PAI-Lingjun AI Computing Service (Lingjun) is a PaaS product designed for large-scale deep learning and integrated intelligent computing. It is built on optimized software and hardware integration to provide a high-performance heterogeneous computing power. Lingjun offers full-process AI engineering capabilities with core advantages such as high performance, high efficiency, and high utilization, meeting the needs of high-performance computing, such as large language model training, autonomous driving, basic scientific research, and finance.
Large-scale distributed training
Supports AI research and development scenarios with a serverless architecture. Lingjun can handle training tasks for large-scale models, including GPT-3 (175 billion parameters), M6 (trillion parameters), PLUG, and STAR. It provides deeply optimized intelligent computing services suitable for application fields such as graphic and image processing (such as AIGC image generation), natural language processing (such as AIGC text generation), and audio and video, ensuring efficient and predictable training services to accelerate model iteration efficiency.
Ten-thousand-GPU-level linear expansion: Supports AI training computing power needs of different scales, achieving point-to-point communication latency as low as 2 microseconds. Lingjun ensures smooth scale-out of computing power resources and linear expansion of performance.
Ultra-high throughput and IOPS: For AI training scenarios, data is preloaded into persistent storage to meet the high bandwidth requirements for data loading and writing during training, thereby improving training efficiency.
High resource utilization: By fine-grained slicing and scheduling of GPU resources, Lingjun supports collaborative development. This technology has been validated through large-scale application during Double 11 Shopping Festivals, with resource utilization improved up to threefold.
Autonomous driving
Provides a one-stop training and simulation platform that supports full-scenario applications. Through various GPU resource scheduling strategies, RDMA networks, and CPFS storage systems, Lingjun ensures efficient data processing and computing power. Meanwhile, the platform emphasizes data security and compliance, offering rich deployment and scheduling strategies to enhance iteration efficiency and reduce data migration costs.
Efficient training and simulation support
Provides a unified platform to support training and simulation, simplifying the development process. Through various GPU resource scheduling strategies, Lingjun ensures efficient execution of training tasks.
Combining CPFS with RDMA network architecture ensures high bandwidth supply of training data and computing IO performance. Meanwhile, tiered storage through OSS reduces the storage cost of archived data.
Comprehensive security and compliance assurance
The platform supports various autonomous driving application scenarios, meeting security and compliance requirements. Lingjun includes Data Security Center, Cloud Firewall, Bastionhost, Encryption Service, SSL encryption, RAM, and Database Audit to ensure the security of data and applications.
High resource utilization and flexible expansion
By fine-grained slicing and scheduling of GPU resources, Lingjun supports collaborative development, with resource utilization improved up to threefold.

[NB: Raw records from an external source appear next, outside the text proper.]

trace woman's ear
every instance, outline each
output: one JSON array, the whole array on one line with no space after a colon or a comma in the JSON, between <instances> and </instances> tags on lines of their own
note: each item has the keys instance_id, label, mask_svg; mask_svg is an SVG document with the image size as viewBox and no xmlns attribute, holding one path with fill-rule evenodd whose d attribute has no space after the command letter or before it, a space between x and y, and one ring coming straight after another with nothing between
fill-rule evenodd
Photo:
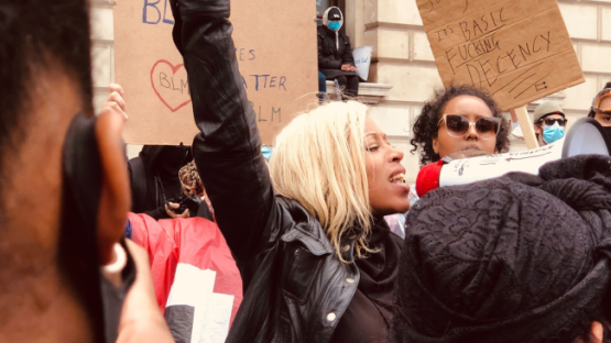
<instances>
[{"instance_id":1,"label":"woman's ear","mask_svg":"<svg viewBox=\"0 0 611 343\"><path fill-rule=\"evenodd\" d=\"M121 134L124 117L105 109L96 123L96 137L102 167L98 209L98 254L102 265L112 262L112 248L123 235L131 208L128 166Z\"/></svg>"}]
</instances>

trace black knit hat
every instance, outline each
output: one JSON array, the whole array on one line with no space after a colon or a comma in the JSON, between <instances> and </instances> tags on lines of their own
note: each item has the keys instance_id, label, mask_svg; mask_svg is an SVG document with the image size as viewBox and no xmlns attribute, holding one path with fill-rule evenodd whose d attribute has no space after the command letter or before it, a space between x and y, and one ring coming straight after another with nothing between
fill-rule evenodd
<instances>
[{"instance_id":1,"label":"black knit hat","mask_svg":"<svg viewBox=\"0 0 611 343\"><path fill-rule=\"evenodd\" d=\"M572 342L611 279L610 165L577 156L543 166L541 177L514 174L422 198L405 225L391 338Z\"/></svg>"}]
</instances>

Cloud resource elastic expansion is optional and can be connected on-demand, ensuring flexible resource management, enhancing iteration efficiency, and reducing data migration costs.
Scientific research
Through ultra-large-scale integrated computing power, Lingjun achieves unified deployment and scheduling of deep learning and high-performance computing tasks. It provides standardized computing services for fields such as basic scientific research, medicine development, and engineering simulation. This not only promotes paradigm innovation and efficiency improvement but also facilitates the deep integration of AI and high-performance computing (HPC) development ecosystems.
Promoting new paradigms in scientific research
By supporting cloud-native and containerized AI and HPC application ecosystems, it provides unified computing services for fields such as basic scientific research, new drug development, and new material research. It supports cross-regional and cross-team collaborative work, improves resource utilization, and promotes the integration of technology ecosystems, enhancing collaborative effects.
Building a large scientific research platform
Utilizing RDMA technology and Alibaba Cloud's high-performance communication library, it constructs a low-latency, high-bandwidth network environment. It optimizes communication for AI and HPC applications, achieving point-to-point communication latency as low as 2 microseconds and supporting parallel computing with tens of thousands of nodes, providing efficient intelligent computing services for large-scale scientific computing.